Tufa towers at Mono Lake in the Eastern Sierra near Bridgeport, Calif. (Mark Boster / Los Angeles…)
The good news: Mono Lake Tufa State Natural Reserve has been given a reprieve from the budget-chopping plan to shut 70 California State Parks by next summer.
The bad news: Visitors will have to pay a new fee to stop at the ancient saltwater lake in the Eastern Sierra near Lee Vining, Calif.
State parks announced Thursday that the Bodie Foundation has stepped forward and signed a contract to collect fees -- no word yet on how much -- at Mono Lake that would raise money to keep the park open. The nonprofit foundation was formed to preserve Mono Lake as well as two other parklands in the area, Bodie State Historic Park and Grover Hot Springs State Park. The three parks draw more than 570,000 visitors to the area, according to the announcement.

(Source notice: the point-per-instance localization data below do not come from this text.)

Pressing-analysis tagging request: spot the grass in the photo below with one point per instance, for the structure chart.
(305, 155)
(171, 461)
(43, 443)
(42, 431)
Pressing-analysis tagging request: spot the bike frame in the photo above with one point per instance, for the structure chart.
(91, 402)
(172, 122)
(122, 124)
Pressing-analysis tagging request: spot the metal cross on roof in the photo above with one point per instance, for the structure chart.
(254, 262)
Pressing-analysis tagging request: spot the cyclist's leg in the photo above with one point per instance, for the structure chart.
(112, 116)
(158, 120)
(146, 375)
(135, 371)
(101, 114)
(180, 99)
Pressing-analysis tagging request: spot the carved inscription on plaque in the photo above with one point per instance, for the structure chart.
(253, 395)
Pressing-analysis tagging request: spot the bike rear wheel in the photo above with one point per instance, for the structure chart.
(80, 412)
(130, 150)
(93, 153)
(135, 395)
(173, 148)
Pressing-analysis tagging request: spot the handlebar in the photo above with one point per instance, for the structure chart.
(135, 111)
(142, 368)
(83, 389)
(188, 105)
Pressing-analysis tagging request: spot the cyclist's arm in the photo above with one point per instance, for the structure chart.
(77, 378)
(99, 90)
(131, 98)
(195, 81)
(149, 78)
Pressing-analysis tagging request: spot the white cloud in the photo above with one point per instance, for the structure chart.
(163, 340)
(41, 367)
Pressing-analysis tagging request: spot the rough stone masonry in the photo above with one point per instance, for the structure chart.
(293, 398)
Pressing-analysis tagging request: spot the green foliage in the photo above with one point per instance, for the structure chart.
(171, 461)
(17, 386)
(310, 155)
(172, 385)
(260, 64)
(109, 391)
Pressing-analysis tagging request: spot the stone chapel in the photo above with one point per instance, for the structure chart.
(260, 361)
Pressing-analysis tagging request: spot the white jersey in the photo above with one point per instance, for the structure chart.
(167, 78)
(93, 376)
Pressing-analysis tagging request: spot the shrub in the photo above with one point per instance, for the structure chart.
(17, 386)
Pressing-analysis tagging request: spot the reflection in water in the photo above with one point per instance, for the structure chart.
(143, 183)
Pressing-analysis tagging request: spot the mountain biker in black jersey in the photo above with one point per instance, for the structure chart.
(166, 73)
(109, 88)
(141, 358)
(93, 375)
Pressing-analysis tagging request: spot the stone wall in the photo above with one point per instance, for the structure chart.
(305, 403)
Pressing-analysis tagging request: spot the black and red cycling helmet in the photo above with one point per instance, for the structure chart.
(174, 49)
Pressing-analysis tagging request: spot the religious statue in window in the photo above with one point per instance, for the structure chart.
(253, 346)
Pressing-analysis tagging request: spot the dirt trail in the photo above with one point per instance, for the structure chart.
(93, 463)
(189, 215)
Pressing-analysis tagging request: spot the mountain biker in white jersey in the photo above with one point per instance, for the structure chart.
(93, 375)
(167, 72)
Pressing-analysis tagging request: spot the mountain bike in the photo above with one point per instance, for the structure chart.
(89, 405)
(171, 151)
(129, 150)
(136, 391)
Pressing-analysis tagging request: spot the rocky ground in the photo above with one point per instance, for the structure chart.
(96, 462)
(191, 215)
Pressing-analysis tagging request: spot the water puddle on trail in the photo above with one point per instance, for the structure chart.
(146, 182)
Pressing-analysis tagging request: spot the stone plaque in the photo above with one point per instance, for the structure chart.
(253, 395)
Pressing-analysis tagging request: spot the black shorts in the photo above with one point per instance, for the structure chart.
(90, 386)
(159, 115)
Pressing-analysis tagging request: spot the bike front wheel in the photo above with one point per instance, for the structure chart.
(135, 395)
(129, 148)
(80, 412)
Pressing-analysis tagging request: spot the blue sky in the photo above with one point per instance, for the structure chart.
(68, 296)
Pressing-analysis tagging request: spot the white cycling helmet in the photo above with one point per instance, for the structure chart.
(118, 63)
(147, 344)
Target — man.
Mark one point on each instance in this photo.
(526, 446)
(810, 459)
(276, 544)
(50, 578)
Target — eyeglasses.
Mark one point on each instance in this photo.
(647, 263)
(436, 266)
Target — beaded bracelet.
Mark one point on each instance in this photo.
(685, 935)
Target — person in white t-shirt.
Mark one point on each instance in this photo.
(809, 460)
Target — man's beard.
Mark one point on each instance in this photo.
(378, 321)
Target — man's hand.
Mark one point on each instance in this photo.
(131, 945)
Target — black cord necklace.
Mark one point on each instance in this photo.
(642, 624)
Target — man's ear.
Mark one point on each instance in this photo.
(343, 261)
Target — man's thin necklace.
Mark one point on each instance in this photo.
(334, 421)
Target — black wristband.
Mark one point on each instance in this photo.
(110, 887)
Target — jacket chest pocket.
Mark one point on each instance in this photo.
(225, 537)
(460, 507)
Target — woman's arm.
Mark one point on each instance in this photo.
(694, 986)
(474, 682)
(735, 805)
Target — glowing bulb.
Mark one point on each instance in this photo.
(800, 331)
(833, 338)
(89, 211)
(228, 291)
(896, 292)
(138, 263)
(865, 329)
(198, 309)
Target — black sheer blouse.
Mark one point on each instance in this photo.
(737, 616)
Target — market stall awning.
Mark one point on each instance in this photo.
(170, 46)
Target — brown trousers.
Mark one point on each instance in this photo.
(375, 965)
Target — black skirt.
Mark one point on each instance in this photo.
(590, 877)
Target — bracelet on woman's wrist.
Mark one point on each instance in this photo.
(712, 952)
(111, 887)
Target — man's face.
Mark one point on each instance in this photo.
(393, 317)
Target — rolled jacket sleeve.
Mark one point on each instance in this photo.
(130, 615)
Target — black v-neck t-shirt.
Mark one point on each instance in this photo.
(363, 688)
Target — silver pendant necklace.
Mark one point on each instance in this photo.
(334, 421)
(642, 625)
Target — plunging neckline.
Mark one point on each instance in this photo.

Mono Lake has long been a favorite spot for photographers, birdwatchers and visitors who come to see the bizarre tufa towers rising from its salty waters. The lake also attracts travelers from the eastern entrance to Yosemite National Park, just 13 miles away.
Officials in May announced the potential closure of 70 of California's 278 state parks to offset a looming budget crisis this year and in the 2012-13 fiscal year. Since then, three Northern California parks -- Tomales Bay, Del Norte Coast Redwoods and Samuel P. Taylor -- also have been removed from the closure list.